Mihara Ayumi, Nishi Kentaro, Hayakawa Itaru, Kato Hiroki, Tsuboi Norihiko, Ogura Masao, Chiba Hirotaka, Ide Kentaro, Matsumoto Shotaro, Ishikura Kenji, Kamei Koichi, Ishiguro Akira
Center for Postgraduate Education and Training, National Center for Child Health and Development (NCCHD), 2-10-1 Okura, Setagaya-Ku, Tokyo, Japan.
Division of Nephrology and Rheumatology, NCCHD, Tokyo, Japan.
Pediatr Nephrol. 2025 Apr 12. doi: 10.1007/s00467-025-06768-4.
Hypernatremia is associated with increased mortality risk in pediatric patients. However, its impact on outcomes remains unclear. This study aimed to clarify the clinical backgrounds of contemporary children with hypernatremia and identify prognostic factors, including the impact of organ dysfunction on mortality.
We conducted a retrospective observational study of children under 18 years of age with hypernatremia (serum sodium ≥ 150 mmol/L) at a tertiary pediatric hospital in Japan between December 2021 and May 2023. Patient characteristics, clinical course, mortality rate, and occurrence of intracranial hemorrhage were analyzed. Kaplan-Meier and multivariable Cox proportional hazard analyses assessed 180-day survival and mortality risk factors.
Out of 9,208 children admitted, 116 (1.2%) with hypernatremia were finally analyzed; 91% had underlying chronic diseases and 91% had hospital-acquired hypernatremia. Before onset, 85% had medication related to hypernatremia, 80% received intravenous fluids, and 63% were managed with nil per os. Survival rates were 87.9%, 83.6%, and 81.9% at 30, 90, and 180 days from the onset of hypernatremia, respectively. Cox proportional hazard analysis reveal that four or more organ dysfunctions (odds ratio 5.83, 95%CI 1.92-17.7, P = 0.002) significantly correlated with death, after adjusting for intravenous fluids and peak sodium level. Two patients (2%) developed new subdural hematomas after the onset of hypernatremia.

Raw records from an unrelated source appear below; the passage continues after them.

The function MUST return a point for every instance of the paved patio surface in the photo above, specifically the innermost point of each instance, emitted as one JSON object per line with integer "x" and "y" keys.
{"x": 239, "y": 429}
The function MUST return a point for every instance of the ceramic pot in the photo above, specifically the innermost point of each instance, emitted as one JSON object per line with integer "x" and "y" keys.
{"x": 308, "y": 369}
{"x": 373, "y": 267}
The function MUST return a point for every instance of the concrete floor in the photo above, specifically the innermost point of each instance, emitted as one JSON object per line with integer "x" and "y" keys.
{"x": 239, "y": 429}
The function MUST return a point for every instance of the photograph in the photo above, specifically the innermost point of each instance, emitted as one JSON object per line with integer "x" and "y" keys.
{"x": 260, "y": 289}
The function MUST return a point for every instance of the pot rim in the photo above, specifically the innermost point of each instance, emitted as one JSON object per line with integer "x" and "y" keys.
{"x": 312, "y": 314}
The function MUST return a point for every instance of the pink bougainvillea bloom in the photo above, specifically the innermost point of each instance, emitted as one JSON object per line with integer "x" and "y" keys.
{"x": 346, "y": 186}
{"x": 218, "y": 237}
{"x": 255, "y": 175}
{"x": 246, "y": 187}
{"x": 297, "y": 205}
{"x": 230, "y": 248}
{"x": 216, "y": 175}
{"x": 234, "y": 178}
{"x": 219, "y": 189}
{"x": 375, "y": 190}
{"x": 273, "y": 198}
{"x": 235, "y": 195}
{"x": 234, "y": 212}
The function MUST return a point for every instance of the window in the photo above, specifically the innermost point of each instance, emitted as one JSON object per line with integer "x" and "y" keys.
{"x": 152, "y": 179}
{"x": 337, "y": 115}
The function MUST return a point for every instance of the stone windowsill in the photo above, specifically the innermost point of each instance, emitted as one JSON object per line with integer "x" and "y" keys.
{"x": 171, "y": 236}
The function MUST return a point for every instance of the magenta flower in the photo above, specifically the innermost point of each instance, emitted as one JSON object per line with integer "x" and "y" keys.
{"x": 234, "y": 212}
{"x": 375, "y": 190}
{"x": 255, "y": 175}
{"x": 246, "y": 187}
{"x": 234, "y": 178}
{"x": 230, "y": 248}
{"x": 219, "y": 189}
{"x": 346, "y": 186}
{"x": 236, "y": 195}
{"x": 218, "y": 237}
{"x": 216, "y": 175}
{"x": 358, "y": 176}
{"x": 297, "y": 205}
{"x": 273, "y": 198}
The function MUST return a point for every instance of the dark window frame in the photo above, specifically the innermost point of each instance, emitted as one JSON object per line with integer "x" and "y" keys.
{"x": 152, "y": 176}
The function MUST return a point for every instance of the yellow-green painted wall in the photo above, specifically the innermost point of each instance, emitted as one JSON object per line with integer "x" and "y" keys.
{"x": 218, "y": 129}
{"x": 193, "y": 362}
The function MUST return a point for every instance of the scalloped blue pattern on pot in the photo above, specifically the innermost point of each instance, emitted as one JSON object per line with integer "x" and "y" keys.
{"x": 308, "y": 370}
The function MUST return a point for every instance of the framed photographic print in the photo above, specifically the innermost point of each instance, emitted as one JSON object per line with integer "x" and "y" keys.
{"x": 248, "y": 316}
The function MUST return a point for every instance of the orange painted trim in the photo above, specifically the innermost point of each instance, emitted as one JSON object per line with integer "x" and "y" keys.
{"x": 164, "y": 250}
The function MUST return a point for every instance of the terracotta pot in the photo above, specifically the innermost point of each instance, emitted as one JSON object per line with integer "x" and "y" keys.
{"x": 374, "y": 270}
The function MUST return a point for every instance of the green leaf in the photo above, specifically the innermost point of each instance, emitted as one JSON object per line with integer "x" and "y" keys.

Pediatric hypernatremia predominantly occurs in medically complex children and is mostly hospital-acquired. The number of organ dysfunctions is a strong predictor of mortality in children with hypernatremia.
高钠血症与儿科患者死亡风险增加相关。然而,其对预后的影响仍不明确。本研究旨在阐明当代高钠血症患儿的临床背景,并确定预后因素,包括器官功能障碍对死亡率的影响。
我们对2021年12月至2023年5月期间在日本一家三级儿科医院的18岁以下高钠血症(血清钠≥150 mmol/L)患儿进行了一项回顾性观察研究。分析了患者特征、临床病程、死亡率和颅内出血的发生情况。采用Kaplan-Meier法和多变量Cox比例风险分析评估180天生存率和死亡风险因素。
在9208名入院患儿中,最终分析了116名(1.2%)高钠血症患儿;91%有潜在慢性疾病,91%为医院获得性高钠血症。发病前,85%服用了与高钠血症相关的药物,80%接受了静脉输液,63%禁食。高钠血症发病后30天、90天和180天的生存率分别为87.9%、83.6%和81.9%。Cox比例风险分析显示,在调整静脉输液和峰值钠水平后,四种或更多器官功能障碍(比值比5.83,95%置信区间1.92-17.7,P = 0.002)与死亡显著相关。两名患者(2%)在高钠血症发病后出现了新的硬膜下血肿。
儿科高钠血症主要发生在病情复杂的患儿中,且大多为医院获得性。器官功能障碍的数量是高钠血症患儿死亡率的有力预测指标。